1.4. Il y a donc lieu d'entrer en matière sur le recours constitutionnel subsidiaire déposé.  
 
2.  
En vertu de l'art. 106 al. 2 LTF, applicable par renvoi de l'art. 117 LTF, les griefs relatifs à la violation d'un droit constitutionnel, seuls admissibles dans le cadre d'un recours constitutionnel subsidiaire (cf. art. 116 LTF), doivent être invoqués et motivés de façon détaillée en précisant en quoi consiste la violation, sous peine d'irrecevabilité (ATF 138 I 232 consid. 3). Le Tribunal fédéral les examine en se fondant sur les faits établis par l'autorité précédente (art. 118 al. 1 LTF). Il peut rectifier ou compléter les constatations de l'autorité précédente si les faits ont été établis en violation du droit au sens de l'art. 116 (art. 118 al. 2 LTF), ce que la partie recourante doit également démontrer d'une manière circonstanciée et précise (art. 106 al. 2 LTF par renvoi de l'art. 117 LTF). Toutefois, en l'espèce, le recourant déclare expressément fonder son recours "sur l'état de fait tel qu'établi par la Cour cantonale". 
 
3.  
Le litige porte sur les prétentions en indemnisation que le recourant fait valoir à l'encontre de la République et canton de Genève en raison de son incarcération à la prison de Champ-Dollon jusqu'au 27 juillet 2020. L'intéressé soutient que cet établissement aurait été totalement inadapté à l'exécution de la mesure thérapeutique institutionnelle pour troubles mentaux à laquelle il avait été astreint par jugement sur appel de la Chambre pénale de la Cour de justice du 6 mars 2019. La Chambre civile de la Cour de justice a toutefois rejeté les prétentions en dommages et intérêts du recourant en considérant qu'eu égard aux circonstances, sa détention à Champ-Dollon s'était déroulée jusqu'à son terme conformément au droit fédéral et de manière "régulière" au sens de l'art. 5 CEDH, même si elle n'avait pas eu lieu dans un établissement spécialisé dans l'exécution des mesures thérapeutiques institutionnelles.

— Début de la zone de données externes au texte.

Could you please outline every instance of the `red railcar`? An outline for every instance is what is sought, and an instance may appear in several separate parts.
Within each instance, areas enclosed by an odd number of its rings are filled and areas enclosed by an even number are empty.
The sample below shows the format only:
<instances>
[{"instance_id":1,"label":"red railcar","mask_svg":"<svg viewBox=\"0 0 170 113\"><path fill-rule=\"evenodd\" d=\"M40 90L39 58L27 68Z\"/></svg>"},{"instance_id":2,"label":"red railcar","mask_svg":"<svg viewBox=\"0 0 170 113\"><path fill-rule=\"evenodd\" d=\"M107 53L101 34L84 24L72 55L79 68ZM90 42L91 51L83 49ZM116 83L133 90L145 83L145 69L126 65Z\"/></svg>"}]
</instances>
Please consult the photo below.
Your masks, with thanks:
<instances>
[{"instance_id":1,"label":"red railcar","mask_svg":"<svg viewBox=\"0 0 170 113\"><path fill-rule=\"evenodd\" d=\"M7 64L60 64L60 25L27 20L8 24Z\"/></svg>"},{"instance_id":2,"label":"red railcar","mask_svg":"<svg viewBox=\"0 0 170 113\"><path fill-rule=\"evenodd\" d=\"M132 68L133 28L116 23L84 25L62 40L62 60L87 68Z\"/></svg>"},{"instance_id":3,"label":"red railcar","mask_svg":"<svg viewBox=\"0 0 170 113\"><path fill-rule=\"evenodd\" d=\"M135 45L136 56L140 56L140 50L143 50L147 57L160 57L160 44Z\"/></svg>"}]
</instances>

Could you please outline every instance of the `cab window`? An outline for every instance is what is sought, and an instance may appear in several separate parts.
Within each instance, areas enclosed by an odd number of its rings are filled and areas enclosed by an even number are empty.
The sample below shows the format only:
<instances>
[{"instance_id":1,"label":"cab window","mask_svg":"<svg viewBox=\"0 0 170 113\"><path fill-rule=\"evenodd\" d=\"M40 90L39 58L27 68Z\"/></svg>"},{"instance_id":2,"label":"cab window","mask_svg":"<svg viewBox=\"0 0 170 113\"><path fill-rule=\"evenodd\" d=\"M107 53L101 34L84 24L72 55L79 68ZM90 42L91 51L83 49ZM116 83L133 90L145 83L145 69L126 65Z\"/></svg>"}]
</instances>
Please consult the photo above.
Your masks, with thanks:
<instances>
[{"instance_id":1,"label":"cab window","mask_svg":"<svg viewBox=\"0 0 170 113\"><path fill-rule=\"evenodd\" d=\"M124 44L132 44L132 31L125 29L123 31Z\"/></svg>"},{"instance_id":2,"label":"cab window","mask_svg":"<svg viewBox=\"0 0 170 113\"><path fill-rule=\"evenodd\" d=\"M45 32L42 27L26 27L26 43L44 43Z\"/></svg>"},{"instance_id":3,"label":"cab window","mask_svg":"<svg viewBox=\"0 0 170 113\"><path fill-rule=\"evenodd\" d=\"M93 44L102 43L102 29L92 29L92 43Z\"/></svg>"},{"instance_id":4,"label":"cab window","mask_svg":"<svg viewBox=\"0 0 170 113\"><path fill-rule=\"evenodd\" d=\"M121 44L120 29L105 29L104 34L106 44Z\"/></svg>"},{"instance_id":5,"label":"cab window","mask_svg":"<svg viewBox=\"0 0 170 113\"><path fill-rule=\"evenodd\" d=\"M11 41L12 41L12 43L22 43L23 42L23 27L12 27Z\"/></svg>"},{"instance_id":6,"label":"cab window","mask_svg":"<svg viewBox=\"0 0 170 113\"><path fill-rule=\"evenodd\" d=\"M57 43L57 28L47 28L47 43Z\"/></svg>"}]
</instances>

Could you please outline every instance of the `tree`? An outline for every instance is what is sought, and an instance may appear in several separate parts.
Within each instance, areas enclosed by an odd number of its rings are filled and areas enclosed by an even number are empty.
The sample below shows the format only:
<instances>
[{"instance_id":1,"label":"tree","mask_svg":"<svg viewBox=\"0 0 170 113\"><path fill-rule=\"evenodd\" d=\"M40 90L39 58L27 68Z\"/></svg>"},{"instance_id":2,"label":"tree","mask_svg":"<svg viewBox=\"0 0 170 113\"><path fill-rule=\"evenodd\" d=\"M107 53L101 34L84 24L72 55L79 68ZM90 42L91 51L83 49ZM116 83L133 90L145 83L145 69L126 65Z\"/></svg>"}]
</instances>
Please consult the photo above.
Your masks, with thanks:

D'après l'autorité précédente, la détention du recourant à Champ-Dollon ne pouvait dès lors pas être qualifiée d'illicite ni, par conséquent, engager la responsabilité de la République et canton de Genève. 
 
4.  
Le recourant affirme que l'arrêt attaqué viole l'art. 5 CEDH, qui lui assure le droit fondamental d'être détenu de façon régulière, ainsi qu'un droit à réparation en cas de détention dans des conditions contraires aux dispositions de cet article. Il convient dès lors d'en présenter la portée et son articulation avec le droit interne. 
 
4.1. L'art. 5 par. 1 CEDH dispose que toute personne a droit à la liberté et à la sûreté. Il précise en outre que nul ne peut être privé de sa liberté, sauf dans certains cas, notamment s'il est détenu régulièrement après condamnation par un tribunal compétent (let. a) ou s'il s'agit de la détention régulière d'une personne susceptible de propager une maladie contagieuse, d'un aliéné, d'un alcoolique, d'un toxicomane ou d'un vagabond (let. e), pour autant que cette détention s'opère selon les voies légales. Toute personne faisant l'objet d'une arrestation ou d'une privation de liberté violant les exigences de cette disposition a droit à des dommages-intérêts en application de l'art. 5 par. 5 CEDH, qui constitue une norme de responsabilité autonome comprenant un droit non seulement à des dommages-intérêts proprement dits, mais aussi à une réparation morale (ATF 129 I 139 consid. 2; 125 I 394 consid. 5; 124 I 274 consid. 3d; 119 Ia 221 consid. 6a; cf. aussi arrêt 2C_544/2021 du 11 mai 2022 consid. 4.1).  
 
4.2. Dans sa jurisprudence, la Cour européenne des droits de l'homme (ci-après: la CourEDH) renvoie pour l'essentiel à la législation nationale au moment de vérifier si une détention a eu lieu "selon les voies légales" et s'avère "être régulière" au sens de l'art. 5 par. 1 CEDH et, partant, si elle doit donner lieu à réparation au sens de l'art. 5 par. 5 CEDH; elle consacre de cette manière l'obligation des Etats signataires de respecter leurs propres normes procédurales et matérielles lors d'une mise en détention et du maintien de celle-ci. La CourEDH exige cependant aussi que toute privation de liberté soit, de manière générale, conforme au but de l'art. 5 CEDH, lequel tend à protéger l'individu contre l'arbitraire. A cet égard, elle a rappelé à maintes reprises - et notamment dans des arrêts relatifs à des requêtes dirigées contre la Suisse - qu'il devait toujours exister un lien entre le motif censé justifier la privation de liberté d'une part et le lieu et le régime de détention d'autre part (cf. arrêts de la CourEDH Kadusic c. Suisse du 9 janvier 2018[requête n° 43977/13], § 45; Papillo c. Suisse du 27 janvier 2015[requête n° 43368/08], § 41 s.; cf. aussi arrêt 6B_1069/2021 du 12 novembre 2021 consid. 2.1). Il s'ensuit que, selon la jurisprudence de la CourEDH, la détention d'une personne souffrant de troubles mentaux ne peut en principe être considérée comme "régulière" au regard de l'art. 5 par. 1 let. e CEDH que si elle s'effectue dans un hôpital, dans une clinique ou dans un autre établissement approprié (arrêts de la CourEDH W.A. c. Suisse du 2 novembre 2021 [requête n° 38958/16], § 37; Papillo c. Suisse précité, § 42 et les références citées).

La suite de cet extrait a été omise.